This was a prestige picture in 1962, and that doubtlessly paid off when it attracted enough punters to become that year's biggest hit. There were a few reasons for that, one being placing a star in practically every role to give the audiences the impression if these important celebs were taking this very seriously indeed then a history lesson torn from the pages of Life magazine related by the likes of John Wayne, Henry Fonda and Gregory Peck was something worth handing over cash for tickets. To add to that, MGM hired three major directors of the form in John Ford, Henry Hathaway and George Marshall to offer the impression that this was under the guidance of people who really knew what they were talking about when it came to Westerns.

However, the big selling point and perhaps the reason it's not the highest profile of the genre these days was the long ago obselete format in which it was shot: Cinerama. This was a process projected on an enormous, curved screen and created with three cameras to leave the viewer with a wholly immersive experience, as if they were truly within the action thanks to its overwhelming quality, and watching it at home on your television, no matter how big it is, is not going to convey precisely what that was like. It brought problems at the time, too: the cast and crew never got used to working with it, with Hathaway particularly vocal about his dislike as was his wont, and the actors pitching their performances loud and broad as if to match the gargantuan nature of what they were involved with.
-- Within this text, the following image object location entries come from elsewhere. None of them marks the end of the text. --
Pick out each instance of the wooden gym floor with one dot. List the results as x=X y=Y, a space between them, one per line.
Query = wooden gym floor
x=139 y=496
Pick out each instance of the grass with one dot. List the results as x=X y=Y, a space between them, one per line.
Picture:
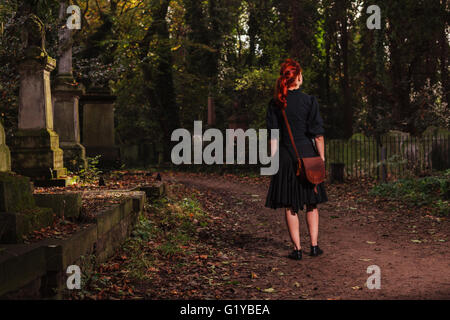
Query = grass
x=433 y=191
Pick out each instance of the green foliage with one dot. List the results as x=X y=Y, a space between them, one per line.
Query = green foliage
x=90 y=174
x=431 y=191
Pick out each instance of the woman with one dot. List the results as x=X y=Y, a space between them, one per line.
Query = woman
x=287 y=190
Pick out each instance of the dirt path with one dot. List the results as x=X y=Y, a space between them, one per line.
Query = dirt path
x=410 y=248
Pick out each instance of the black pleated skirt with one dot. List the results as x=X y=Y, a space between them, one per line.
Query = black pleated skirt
x=286 y=190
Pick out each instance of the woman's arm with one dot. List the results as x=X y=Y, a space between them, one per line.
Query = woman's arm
x=320 y=144
x=273 y=146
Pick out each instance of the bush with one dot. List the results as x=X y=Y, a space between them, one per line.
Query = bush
x=433 y=191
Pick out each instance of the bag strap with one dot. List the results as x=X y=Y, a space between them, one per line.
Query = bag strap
x=292 y=141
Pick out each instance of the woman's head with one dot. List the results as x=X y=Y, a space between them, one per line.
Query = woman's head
x=290 y=76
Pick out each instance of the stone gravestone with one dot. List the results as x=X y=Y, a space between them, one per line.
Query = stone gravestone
x=66 y=93
x=5 y=156
x=98 y=126
x=18 y=212
x=35 y=150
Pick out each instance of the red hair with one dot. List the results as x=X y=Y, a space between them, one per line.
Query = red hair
x=289 y=71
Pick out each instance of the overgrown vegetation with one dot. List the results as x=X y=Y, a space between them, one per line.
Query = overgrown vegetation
x=166 y=228
x=91 y=173
x=433 y=192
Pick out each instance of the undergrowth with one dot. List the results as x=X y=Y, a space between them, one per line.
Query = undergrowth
x=433 y=191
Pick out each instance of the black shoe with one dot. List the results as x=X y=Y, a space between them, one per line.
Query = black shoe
x=315 y=251
x=295 y=255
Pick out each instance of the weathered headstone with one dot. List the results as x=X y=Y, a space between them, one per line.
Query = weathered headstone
x=35 y=150
x=5 y=156
x=18 y=213
x=211 y=112
x=66 y=93
x=98 y=126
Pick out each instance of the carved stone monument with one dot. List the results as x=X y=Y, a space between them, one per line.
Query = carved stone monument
x=35 y=150
x=98 y=126
x=65 y=95
x=5 y=156
x=18 y=212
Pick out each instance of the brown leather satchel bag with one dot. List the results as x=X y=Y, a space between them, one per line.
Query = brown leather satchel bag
x=313 y=168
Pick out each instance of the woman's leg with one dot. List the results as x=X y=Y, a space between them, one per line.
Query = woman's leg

Therefore it wasn't so surprising that for narrative movies, Cinerama was not a popular choice and it quickly reverted to show-off documentary spectacles, and eventually even they stopped being made, thus the process was relegated to history, unlike 3D which would make periodic comebacks since the nineteen-fifties of its initial heyday. One element which can be distracting watching this and its fellow efforts in the same vein, was the join noticeable between the three images making up the screen, which meant once noticed you tended to find yourself trying to discern the methods the filmmakers used to disguise those two lines, leaving an artificial experience even if you had gotten used to the odd perspective such a deep focus visual can offer: when the cast are as close to the camera as they can get and gesticulate, even dainty Debbie Reynolds (the closest we have to a leading character) has hands like shovels.

But enough of the technicalities, how was it to watch as a story? It was more of an education with often fictional characters, though skewed towards a very WASP-ish take on America's history in a fashion that dropped in on Baker and Reynolds throughout a long stretch of history for an impression of what it would have been like to live through such events as the Gold Rush or the Civil War. Certainly all those stars brought something to the table, if only a "Hey, isn't that...?" tone to oddly regretful yet fairly simple plots as ordered by the fact we were unable to examine any one section in any great detail. Every so often there would be an action sequence such as an attack on a wagon train by Indians or the climactic locomotive setpiece where the camera was strapped to the front of a train for an immediacy which just about translates to the home environment, and the sheer scale and majesty left one impressed even if it was more elephantine than expansive. More relic than classic, it was a case of "You really had to be there" - in the Cinerama theatre, not the Wild West. Music by Alfred Newman.